PARI OPPORTUNITÀ

 

Il fallito assalto delle donne italiane al Parlamento

In un saggio di Isabella Rauti le ragioni della scarsa partecipazione alla politica

 

EUGENIA ROCCELLA

 

  Perché nel Parlamento italiano le donne sono così poche? nonostante le enormi conquiste degli ultimi cinquant'anni, il potere politico è rimasto un feudo maschile chiuso, inespugnabile. Forse, sostengono alcune femministe, è perché nessuno lo vuole davvero espugnare: non c'è mai stato un assedio,una reale volontà di appropriarsi della politica secondo i modi e i tempi con cui gli uomini l'hanno costruita. le donne si occupano allegramente d'altro, arricchiscono la vita sociale del loro contributo seguendo modelli diversi; inventano forme di partecipazione di confine, tra pubblico e privato, e difficilmente si sentono davvero rappresentate dai partiti e dalla dialettica parlamentare e istituzionale.

  È davvero così così? Isabella Rauti, consigliera nazionale di parità, si interessa di questioni femminili da sempre. lo fa secondo un'ottica "di destra", poco consueta (e pochissimo accettata) nell'ambito del pensiero delle donne. Con il suo ultimo libro, Istituzioni politiche e rappresentanza femminile. Il caso italiano (Editoriale Pantheon, pagg. 238, euro 15), affronta l'irrisolto nodo della rappresentanza sia attraverso una sintesi storica, sia entrando nel dibattito teorico-politico sulla democrazia paritaria.

  Per la Rauti, che insegna storia delle istituzioni politiche, il ritardo con cui il nostro Paese ha varato la legge sul suffragio femminilenon è certo un fatto accessorio.
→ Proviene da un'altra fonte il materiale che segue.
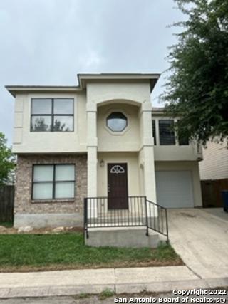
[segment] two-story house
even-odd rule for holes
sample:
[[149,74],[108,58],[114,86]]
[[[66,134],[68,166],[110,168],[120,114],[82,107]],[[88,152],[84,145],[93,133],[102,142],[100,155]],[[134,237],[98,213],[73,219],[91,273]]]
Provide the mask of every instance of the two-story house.
[[167,208],[202,206],[201,150],[152,108],[158,78],[81,74],[78,86],[6,86],[15,97],[16,227],[82,226],[86,197],[90,219],[115,219],[117,210],[129,216],[142,197]]

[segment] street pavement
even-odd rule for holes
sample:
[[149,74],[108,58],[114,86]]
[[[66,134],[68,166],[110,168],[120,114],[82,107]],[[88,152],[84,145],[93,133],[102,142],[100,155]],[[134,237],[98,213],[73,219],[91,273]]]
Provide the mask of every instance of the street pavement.
[[[227,295],[192,295],[187,303],[195,303],[195,301],[199,301],[199,303],[213,303],[212,299],[214,299],[214,303],[228,303],[227,293],[228,290],[226,290]],[[0,304],[113,304],[115,303],[124,303],[121,302],[125,298],[128,299],[127,303],[129,302],[131,298],[152,298],[153,302],[151,303],[167,303],[167,299],[177,299],[177,296],[173,295],[172,293],[160,293],[155,295],[154,293],[148,293],[147,295],[142,294],[133,294],[133,295],[113,295],[110,298],[106,298],[103,300],[99,298],[99,296],[90,296],[85,298],[78,298],[78,296],[69,296],[69,297],[53,297],[53,298],[16,298],[16,299],[6,299],[6,300],[0,300]],[[206,298],[205,298],[206,297]],[[117,302],[116,299],[120,299]],[[186,297],[180,297],[178,301],[175,303],[182,303],[181,299],[186,298]],[[163,302],[162,300],[163,299]],[[167,300],[165,300],[167,299]],[[195,300],[194,300],[195,299]],[[208,300],[209,299],[209,300]],[[224,302],[224,299],[225,301]],[[133,302],[132,302],[133,303]],[[142,302],[141,302],[142,303]],[[143,303],[143,302],[142,302]]]

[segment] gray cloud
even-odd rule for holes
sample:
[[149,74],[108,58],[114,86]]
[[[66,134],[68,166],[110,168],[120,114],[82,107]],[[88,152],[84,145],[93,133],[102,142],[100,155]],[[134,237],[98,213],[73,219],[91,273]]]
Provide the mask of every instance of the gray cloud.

La diffidenza secolare degli uomini italiani nei confronti dell'ingresso delle donne nella vita pubblica, si è espressa nella lunga resistenza a concedere alle donne il diritto di voto. Se c'è stata una costante, nella tormentata vicenda storico del nostro Paese, è stato proprio l'isolamento di chi chiedeva che le donne potessero votare: dalle prime, timide proposte di Benedetto Cairoli (dietro cui agiva la "mamma d'Italia", Adelaide Cairoli), alla lotta minoritaria di Anna Kuliscioff, fino ai programmi, presto accantonati, del primo fascismo.

  Nel dopoguerra, con l'avvento dei partiti di massa, le donne, soprattutto cattoliche e comuniste, hanno preso la parola, sono state protagoniste del nuovo associazionismo femminile, sono entrate nei sindacati e nei partiti, hanno finalmente votato; ma le percentuali di presenza nel Parlamento si sono sempre mantenute basse, fino a toccare, nel fatidico '68, il minimo storico, un ridicolo 3 per cento. Negli organismi e nelle conferenze internazionali, intanto, si sono affermate parole d'ordine come mainstreaming, ed empowerment; l'obiettivo è ottenere più potere per le donne e centralità per le tematiche che le riguardano. Il problema della rappresentanza si rirpopone dunque con forza, insieme alla battaglia per le cosiddette "quote rosa" e alle politiche di azioni positive.

  Isabella Rauti non è una sostenitrice ad oltranza delle quote, che considera un male necessario, uno strumento da usare con parsimonia e cautela, e da abbandonare appena possibile. Con grande chiarezza, precisa che le donne "non sono una categoria né un gruppo di interesse", e che non si tratta di una lobby che spinge per ottenere qualcosa per sé, quanto di un problema di funzionamento democratico, di interesse generale. Una democrazia che si fondi sulla tacita esclusione di donne ha qualcosa di malato, nasconde una ferita che va sanata. È vero, ammette l'autrice, che la partecipazione delle donne segue spesso percorsi diversi da quelli maschili, che "le donne si mobilitano spinte da motivazioni forti, da problemi autentici" più che "dalla politica politicante"; ma forse questo atteggiamento maschera anche un annoso problema di autoesclusione, un'incapacità storica a sentirsi, e ad affermarsi, adeguate ai ruoli decisionali. E d'altra parte l'asimmetria, nella rappresentanza, è un difetto della politica come costruzione maschile, modellata su sistemi di cooptazione e selezione che emarginano, di fatto, le donne. Bisogna abbandonare certi miti femministi diventati luoghi comuni (dall'idea che le donne votino le donne, a quella che l'estraneità femminile alla politica sia una manifestazione della differenza di genere) e porre la questione in termini diversi: una democrazia asimmetrica, scrive la Rauti, è, in sé e per sé, una democrazia incompiuta, qualcosa a cui bisogna porre rimedio.